From The National Songster; a Collection of Scotch, English, and Irish Standard and Popular Songs (Glasgow: Francis Orr and Sons, 1847), page 437:

THE BARD OF ARMAGH
J. L. Ritchie.

O list to the lay of a poor Irish harper,
And scorn not the strings for his old wither'd hand;
Remember his fingers once could move sharper,
To raise the merry strains of his dear native land.
'Twas long before the shamrock, our green isle's lovely emblem,
Was crush'd in its beauty 'neath the Saxon lion's paw,
I was call'd by the coleens, around me assembling,
Their Bould Phelim Brady, the Bard of Armagh!
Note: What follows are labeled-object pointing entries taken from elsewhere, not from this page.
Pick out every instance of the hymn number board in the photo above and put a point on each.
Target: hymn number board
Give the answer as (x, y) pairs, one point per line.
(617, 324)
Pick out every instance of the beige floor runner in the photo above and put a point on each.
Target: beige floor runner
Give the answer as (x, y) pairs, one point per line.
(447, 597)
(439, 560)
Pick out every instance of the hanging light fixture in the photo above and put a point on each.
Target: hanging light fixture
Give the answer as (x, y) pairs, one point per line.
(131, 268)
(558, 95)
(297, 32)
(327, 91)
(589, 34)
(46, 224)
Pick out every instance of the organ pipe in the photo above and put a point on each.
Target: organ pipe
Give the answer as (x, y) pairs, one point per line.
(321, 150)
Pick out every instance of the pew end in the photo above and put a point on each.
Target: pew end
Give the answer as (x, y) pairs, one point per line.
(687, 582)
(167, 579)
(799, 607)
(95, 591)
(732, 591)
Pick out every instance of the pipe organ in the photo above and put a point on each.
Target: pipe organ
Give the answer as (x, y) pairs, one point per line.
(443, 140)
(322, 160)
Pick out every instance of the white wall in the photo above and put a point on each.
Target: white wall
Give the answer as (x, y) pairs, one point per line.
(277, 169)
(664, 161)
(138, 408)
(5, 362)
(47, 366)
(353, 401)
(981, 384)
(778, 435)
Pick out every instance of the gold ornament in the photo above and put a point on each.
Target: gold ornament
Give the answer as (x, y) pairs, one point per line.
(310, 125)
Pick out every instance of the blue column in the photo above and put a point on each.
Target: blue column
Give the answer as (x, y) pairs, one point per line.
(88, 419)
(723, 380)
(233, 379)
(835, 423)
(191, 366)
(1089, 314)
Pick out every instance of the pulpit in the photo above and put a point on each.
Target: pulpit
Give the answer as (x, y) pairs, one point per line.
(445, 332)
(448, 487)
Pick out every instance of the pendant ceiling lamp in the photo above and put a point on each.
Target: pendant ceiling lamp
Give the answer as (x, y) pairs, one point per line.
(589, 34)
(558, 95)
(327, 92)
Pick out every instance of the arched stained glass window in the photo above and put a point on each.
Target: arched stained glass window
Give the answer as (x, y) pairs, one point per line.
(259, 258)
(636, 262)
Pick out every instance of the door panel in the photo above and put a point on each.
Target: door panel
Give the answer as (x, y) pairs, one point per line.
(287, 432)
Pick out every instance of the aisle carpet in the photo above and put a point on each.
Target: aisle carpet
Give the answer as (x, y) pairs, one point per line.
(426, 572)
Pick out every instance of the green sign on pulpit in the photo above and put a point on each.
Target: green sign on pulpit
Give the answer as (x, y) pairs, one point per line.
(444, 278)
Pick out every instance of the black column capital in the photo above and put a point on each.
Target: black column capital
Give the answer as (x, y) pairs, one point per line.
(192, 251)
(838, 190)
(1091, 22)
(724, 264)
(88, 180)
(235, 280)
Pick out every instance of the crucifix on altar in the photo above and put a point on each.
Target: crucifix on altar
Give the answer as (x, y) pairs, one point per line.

Ah, how I love to muse on the days of my boyhood,
Tho' fourscore and three years have flitted since then
Still it gives sweet reflection, as every young joy should,
For the merry-hearted boys make the best of old men.
At the fair or the wake I could twirl my shillelah,
Or trip through the jig in my brogs bound with straw;
Sure all the purty maids in the village or the valley
Lov'd Bould Phelim Brady, the Bard of Armagh.

Now tho' I've wandered this wide world over,
It's Ireland is my home and a parent to me;
Then, O! let the turf that my old bones shall cover
Be cut from the ground that is trod by the free.
And when serjeant Death in his cold arms shall embrace me,
Low lull me asleep with "Erin go Bragh,"
By the side of my Kathleen, my young wife, oh place me,
Then forget Phelim Brady, the Bard of Armagh.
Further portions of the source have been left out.